Last time I tried riding that way, it was closed because of the construction on the 91 Fwy, but that's been completed for a while....


----------



## shokhead1 (Jan 21, 2003)

I ride between seal beach and santa fe dam ,mostly in between and some gates will be closed and some open,hell i've been locked in and have to lift my bike over the fence at Del Amo.


----------



## shokhead1 (Jan 21, 2003)

Am i the only one riding down there.
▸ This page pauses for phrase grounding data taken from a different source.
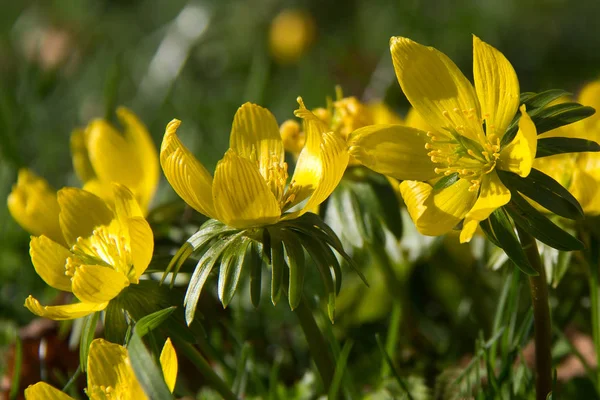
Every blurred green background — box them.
[1,0,600,397]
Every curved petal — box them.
[72,265,129,303]
[87,338,146,400]
[348,124,436,181]
[7,169,64,245]
[57,188,114,247]
[24,296,106,320]
[229,103,284,177]
[117,107,160,212]
[113,184,144,220]
[368,102,403,125]
[291,130,349,217]
[70,128,96,183]
[212,150,281,228]
[572,152,600,215]
[160,119,216,219]
[160,338,178,392]
[404,107,434,132]
[286,98,332,206]
[30,235,72,292]
[498,105,537,177]
[460,171,511,243]
[25,382,74,400]
[473,35,520,142]
[390,36,482,142]
[81,179,115,206]
[579,80,600,132]
[128,217,154,279]
[400,178,477,236]
[86,119,144,190]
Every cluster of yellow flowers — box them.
[8,34,599,398]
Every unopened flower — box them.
[269,9,316,64]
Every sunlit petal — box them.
[24,296,106,320]
[30,235,72,292]
[57,188,114,247]
[473,35,519,142]
[212,150,280,228]
[348,124,436,181]
[579,80,600,132]
[498,105,537,177]
[72,265,129,303]
[128,217,154,280]
[390,36,482,142]
[460,171,511,243]
[70,128,96,183]
[400,178,477,236]
[160,338,178,392]
[160,119,216,219]
[25,382,74,400]
[113,184,144,220]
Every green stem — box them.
[586,244,600,388]
[294,296,336,389]
[172,338,238,400]
[517,227,552,400]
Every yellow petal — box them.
[117,107,160,212]
[579,80,600,131]
[128,217,154,280]
[160,338,178,392]
[229,103,284,178]
[57,188,114,247]
[400,178,477,236]
[70,128,96,183]
[25,295,106,320]
[368,102,403,125]
[87,338,146,400]
[86,119,145,192]
[7,169,64,245]
[348,124,436,181]
[460,171,511,243]
[390,37,482,142]
[113,184,144,220]
[292,131,349,217]
[30,236,72,292]
[498,105,537,177]
[160,119,216,218]
[280,119,305,156]
[472,35,520,142]
[571,153,600,215]
[404,107,434,132]
[212,149,281,228]
[81,179,115,206]
[25,382,74,400]
[72,265,129,303]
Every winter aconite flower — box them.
[269,9,316,65]
[348,36,536,243]
[534,81,600,215]
[8,107,159,242]
[24,338,177,399]
[24,185,153,320]
[160,100,348,229]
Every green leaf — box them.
[184,233,239,325]
[134,306,177,338]
[79,312,99,372]
[497,169,583,219]
[328,340,354,400]
[128,333,174,400]
[487,209,538,276]
[433,172,460,190]
[218,237,250,308]
[248,241,263,308]
[269,229,284,306]
[280,229,306,310]
[505,192,584,251]
[536,137,600,158]
[161,242,193,286]
[520,89,570,110]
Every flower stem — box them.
[172,338,238,400]
[294,296,335,389]
[516,227,552,400]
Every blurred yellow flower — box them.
[269,9,316,64]
[348,35,537,243]
[534,81,600,215]
[160,100,348,229]
[24,185,153,320]
[8,107,159,242]
[24,337,177,400]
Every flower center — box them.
[261,154,289,206]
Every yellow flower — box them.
[534,81,600,215]
[8,108,159,243]
[24,184,153,320]
[24,337,177,400]
[348,36,537,243]
[160,100,348,229]
[7,169,64,246]
[269,9,316,65]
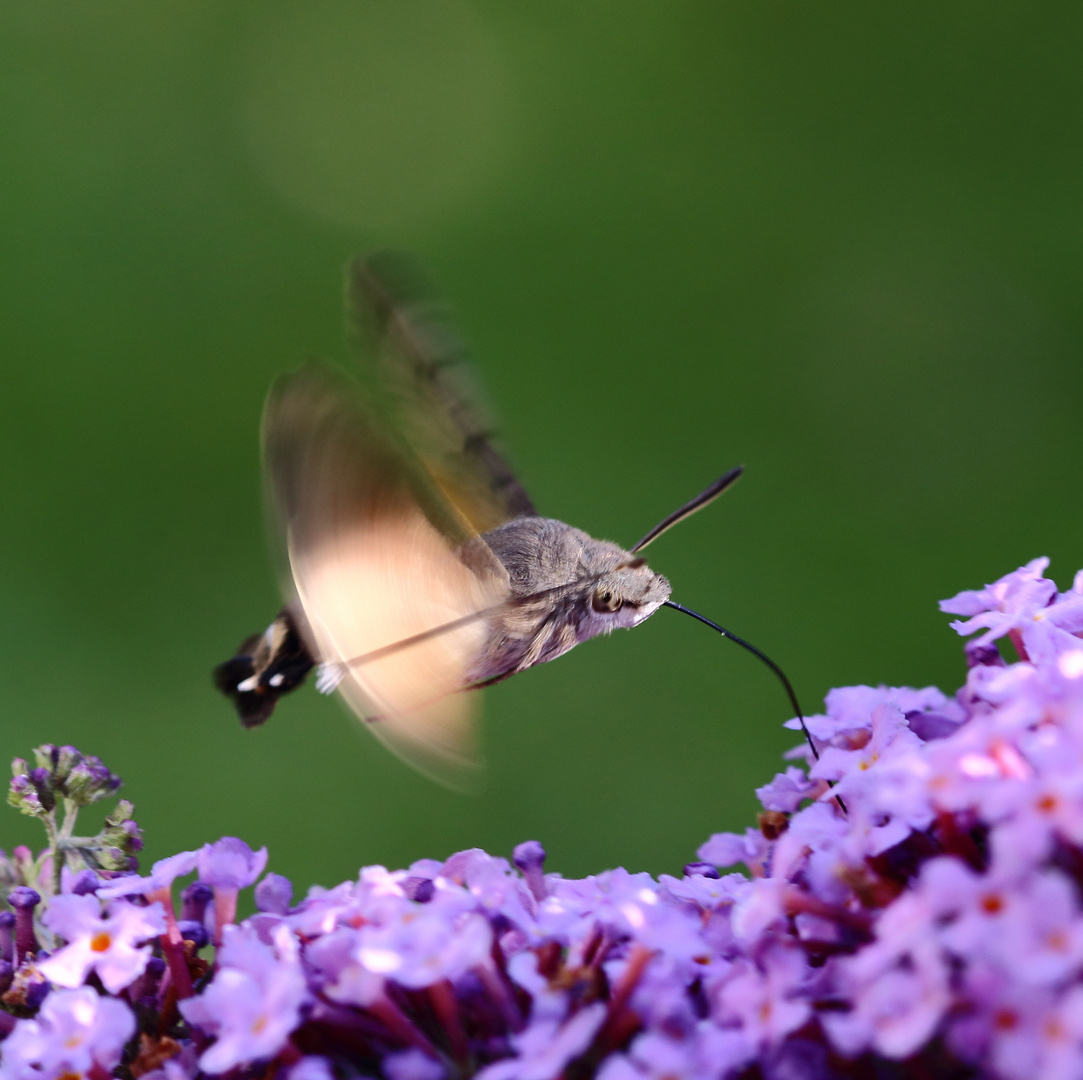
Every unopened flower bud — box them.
[11,847,33,880]
[254,873,292,914]
[30,745,59,774]
[27,768,56,814]
[95,802,143,871]
[182,881,214,922]
[403,876,435,903]
[178,920,210,950]
[965,640,1005,669]
[513,840,547,901]
[683,861,721,879]
[33,744,80,789]
[98,847,134,872]
[0,911,14,962]
[7,774,45,818]
[8,887,40,961]
[64,754,122,806]
[67,870,101,896]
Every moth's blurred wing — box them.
[262,365,509,785]
[346,254,537,536]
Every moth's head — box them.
[587,555,671,631]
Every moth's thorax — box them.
[467,516,671,682]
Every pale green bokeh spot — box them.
[242,0,512,235]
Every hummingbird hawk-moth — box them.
[215,254,810,784]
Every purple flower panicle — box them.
[6,557,1083,1077]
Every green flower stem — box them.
[58,797,79,840]
[41,812,61,897]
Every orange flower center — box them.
[1036,793,1058,814]
[1046,929,1069,953]
[993,1008,1019,1031]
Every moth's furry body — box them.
[215,253,730,783]
[469,517,671,683]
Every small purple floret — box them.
[0,986,134,1077]
[39,893,166,994]
[97,848,199,900]
[197,836,268,890]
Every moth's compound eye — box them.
[592,588,623,614]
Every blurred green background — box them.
[2,1,1082,891]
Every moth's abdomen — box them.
[213,609,316,728]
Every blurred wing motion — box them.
[347,253,536,530]
[261,256,534,784]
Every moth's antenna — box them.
[630,466,744,554]
[663,600,818,762]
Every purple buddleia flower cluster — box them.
[4,557,1083,1079]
Be riding at 7am sat morning,i'll be on the red,white and blue Fuji.


----------



## Motomatt (Aug 28, 2004)

I usually ride at 5:30 am before work


----------



## Bixe (Jan 28, 2004)

*San Gabriel River*



shokhead1 said:


> I ride between seal beach and santa fe dam.


You are talking about the San Gabriel River path. It's a 75 mile round trip. The public works folks close the access gates when the San Gabriel runs high, even if it's not weather related. They've closed the gates just to release some water from the various flood control reservoirs in the spring....


----------



## shokhead1 (Jan 21, 2003)

Bixe said:


> You are talking about the San Gabriel River path. It's a 75 mile round trip. The public works folks close the access gates when the San Gabriel runs high, even if it's not weather related. They've closed the gates just to release some water from the various flood control reservoirs in the spring....


 I live by lakewood shopping center and its 10 miles to where it ends south at the bridge they have been working on for awhile. And from my house if i go north through cerritos,pico,whitter narrows and to the end which i think is Arrow hwy but accross that street and to the top of the dam is 25 miles.


----------



## Motomatt (Aug 28, 2004)

I meant the santa ana river trail ( green river to huntington beach)


----------